Mom's guilt tripping me for not helping out enough

slight tw
Ever since my dad cheated on my mom early last year, she’s been “off” in a way, not really sure how to describe it, it’s like she gets more easily angered and frustrated. Today, she randomly got mad at me for saying I was stressed because I had a lot of homework. She always used to say that she doesn’t care that he cheated (they never had a good relationship) but she’s always getting frustrated over little things these days and brings up what my dad did to basically all of her friends. Like sure, you “don’t care.” I feel like she doesn’t even care about my feelings and she always says I don’t care about her feelings and that I don’t help out enough even though I do. She keeps saying that I’m selfish, ungrateful and that I would know what it’s like to feel the way she feels once she’s gone forever. She always says she does so much for me and I never do anything for her, but the things she talks about are basic parenting things that should be done, it’s nothing special. But every time I do help out with chores or whatever, she doesn’t acknowledge it. She kept talking about how no one cares about her anymore but yet, she still has a ton of friends she talks to almost every day. She’s always asking how her friend’s kids are doing to the point where it feels like she doesn’t even care about her own kid’s feelings anymore because she never asks about mine. Then, she talks about how she’s “so depressed” like I was depressed way before her, but I don’t bring it up because I know she’s just going to say she has it worse than me. I don’t get it, what does she want me to do??

I dont think that she is expecting you to do anything. The only thing i can think of is just acknowledge her and her feelings. but nothing else. She sounds like she is struggling with the effects from your dad cheating on her and how she really feels about i. It is on her to deal with and fix her feelings, not you.

That’s really the problem with cheating, it seems like such a minor thing when you really think about it; but it really does do some damage when you are on the wrong end of it.

Of course, any pride you have left after being cheated on is never going to let you admit that it did said damage because that is like admitting that the other person hurt you, or that you even ever cared enough about them to allow what they did to hurt you.

If you are ever cheated on (and I hope you aren’t) this will all make more sense. Its hard to understand how betrayed you really feel when someone you loved makes that choice. When they choose someone else over you. When someone you genuinely thought you loved and trusted outright betrays that trust for what was probably a cheap fling. When they choose someone else over the family that they have built with you. Its hard to understand the rawness that comes with your reality being shattered, and them basically telling the world that their life with you never mattered.

Your mom probably has some self worth issues, and because she doesn’t want to give your dad any more power over her (she needs needs to keep some semblance of self preservation), she has just chosen to live in denial about the trauma of the situation. She doesn’t want to really think about how she feels because its going to make her feel weak and sad; so she clings to bitterness and anger because those emotions are just easier than the other ones she’s suppressing.

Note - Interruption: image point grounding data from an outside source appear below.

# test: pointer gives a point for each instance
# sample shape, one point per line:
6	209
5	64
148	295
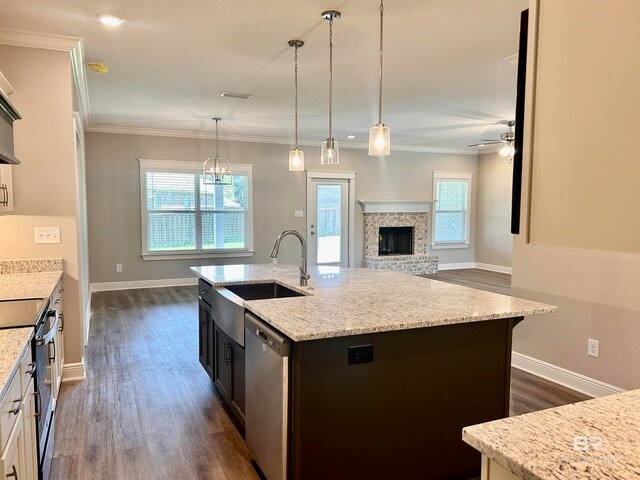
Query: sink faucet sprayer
304	276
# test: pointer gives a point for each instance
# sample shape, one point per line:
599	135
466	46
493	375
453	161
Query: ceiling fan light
379	141
507	151
329	154
296	160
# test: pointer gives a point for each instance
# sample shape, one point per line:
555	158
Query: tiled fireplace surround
417	264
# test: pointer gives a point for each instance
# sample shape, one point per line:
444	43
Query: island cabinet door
204	335
237	383
222	369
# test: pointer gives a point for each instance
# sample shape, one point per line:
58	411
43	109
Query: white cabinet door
6	189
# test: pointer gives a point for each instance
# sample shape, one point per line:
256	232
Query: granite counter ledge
16	286
590	440
341	302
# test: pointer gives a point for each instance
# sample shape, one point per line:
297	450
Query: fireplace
395	241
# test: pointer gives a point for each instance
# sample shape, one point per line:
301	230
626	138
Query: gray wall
494	242
113	189
583	252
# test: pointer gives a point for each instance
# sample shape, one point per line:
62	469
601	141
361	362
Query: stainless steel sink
228	306
262	291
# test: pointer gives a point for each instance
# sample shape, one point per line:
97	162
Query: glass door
328	222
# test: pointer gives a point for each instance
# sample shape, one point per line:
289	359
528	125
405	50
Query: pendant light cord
330	139
381	51
296	90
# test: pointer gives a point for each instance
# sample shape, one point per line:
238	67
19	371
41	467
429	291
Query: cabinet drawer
205	291
9	410
26	370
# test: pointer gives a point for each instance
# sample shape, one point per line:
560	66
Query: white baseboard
562	376
493	268
73	371
456	266
129	285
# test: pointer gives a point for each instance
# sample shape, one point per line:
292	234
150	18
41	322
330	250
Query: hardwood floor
147	409
475	278
528	392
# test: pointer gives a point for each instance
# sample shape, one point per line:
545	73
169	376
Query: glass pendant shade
507	151
379	141
329	152
296	160
216	171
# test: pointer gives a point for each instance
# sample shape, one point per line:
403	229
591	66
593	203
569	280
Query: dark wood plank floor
476	278
147	410
528	392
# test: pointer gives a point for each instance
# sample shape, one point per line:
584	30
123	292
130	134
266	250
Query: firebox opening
395	241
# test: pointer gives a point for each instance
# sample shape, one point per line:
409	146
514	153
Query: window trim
178	166
466	243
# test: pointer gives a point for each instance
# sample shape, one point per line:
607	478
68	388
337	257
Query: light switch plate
47	234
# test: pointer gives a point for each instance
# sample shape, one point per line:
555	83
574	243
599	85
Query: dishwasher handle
269	336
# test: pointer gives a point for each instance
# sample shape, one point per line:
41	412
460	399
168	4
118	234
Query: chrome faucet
304	276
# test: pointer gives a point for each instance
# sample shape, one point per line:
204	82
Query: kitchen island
433	358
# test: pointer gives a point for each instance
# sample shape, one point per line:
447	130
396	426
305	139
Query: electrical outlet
46	234
360	354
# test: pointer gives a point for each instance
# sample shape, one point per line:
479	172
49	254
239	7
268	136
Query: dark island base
400	415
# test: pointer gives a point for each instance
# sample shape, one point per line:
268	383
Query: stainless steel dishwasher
267	396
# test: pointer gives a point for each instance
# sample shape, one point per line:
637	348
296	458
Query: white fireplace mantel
400	206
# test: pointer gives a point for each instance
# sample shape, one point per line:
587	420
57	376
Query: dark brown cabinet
229	372
206	352
220	355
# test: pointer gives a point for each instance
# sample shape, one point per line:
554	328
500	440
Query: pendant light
329	150
296	156
379	135
216	170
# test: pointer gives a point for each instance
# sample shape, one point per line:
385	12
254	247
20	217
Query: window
181	216
451	210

Regardless, she should not be putting any of it on you. That isn’t right because you have done nothing wrong. What might be happening is that in some ways, considering he is your dad, you might just remind her of him and she hasn’t figured out how to separate what she feels for you versus what she feels for him. If that makes any sense.

Again that isn’t your fault, she shouldn’t be displacing her negative feelings for your dad onto you nor should she be making you feel guilt about the sad state of her life right now.

Unfortunately all you can do is continue to wait it out and hope that when she is talking about it with her friends that she is processing it out in her mind as well so that she can heal. For some people that can take years. In the meantime, try not to let the cruel things she says leave any trauma on you. Her issues are not your issues and just because your mom is damaged it doesn’t mean that she has the right to pass her damage onto you.

Somewhere inside her she probably truly does love you, and she would be devastated if anything happened to you. She just can’t really allow herself to feel the love right now because love and pain are synonymous for her at the moment. Hang in there!

1 Heart

Thanks for the advice! I just don’t get why she would say she doesn’t care he cheated, but act like it does. She’s always saying she doesn’t care but I can tell she clearly does because it’s like her attitude towards a lot of things regarding him and me has changed and the way she acts towards her friends and the rest of our/his family, it feels like she clearly does care.

In short, she does and she is lying when she says she doesn’t–mainly to herself though. She doesn’t want to admit that he had enough power over her to hurt her as badly as he did because when he did that he shattered every part of her reality including her self worth because she probably had too much of it tied up in that relationship to begin with. Its easier to act like you don’t care. Although it does make healing more challenging.

1 Heart

Your mom must feel stomped on and as a parent, I get how hard it is to do all the parenting stuff and it has to be even harder when she doesn’t feel loved or appreciated. Maybe you can just try to show her a little affection and tell her, I see a lot more than you realize and you deserve better. It sucks having to be the adult, I was that kid too, it isn’t fair, but right now your mother is grieving whether she realizes it or not and needs to be loved through this devastating time.

You deserve to be loved and cared for and I am sorry that your parents have really failed you, I know how hard that is, your story seems very similar to mine and it was not a joyful childhood.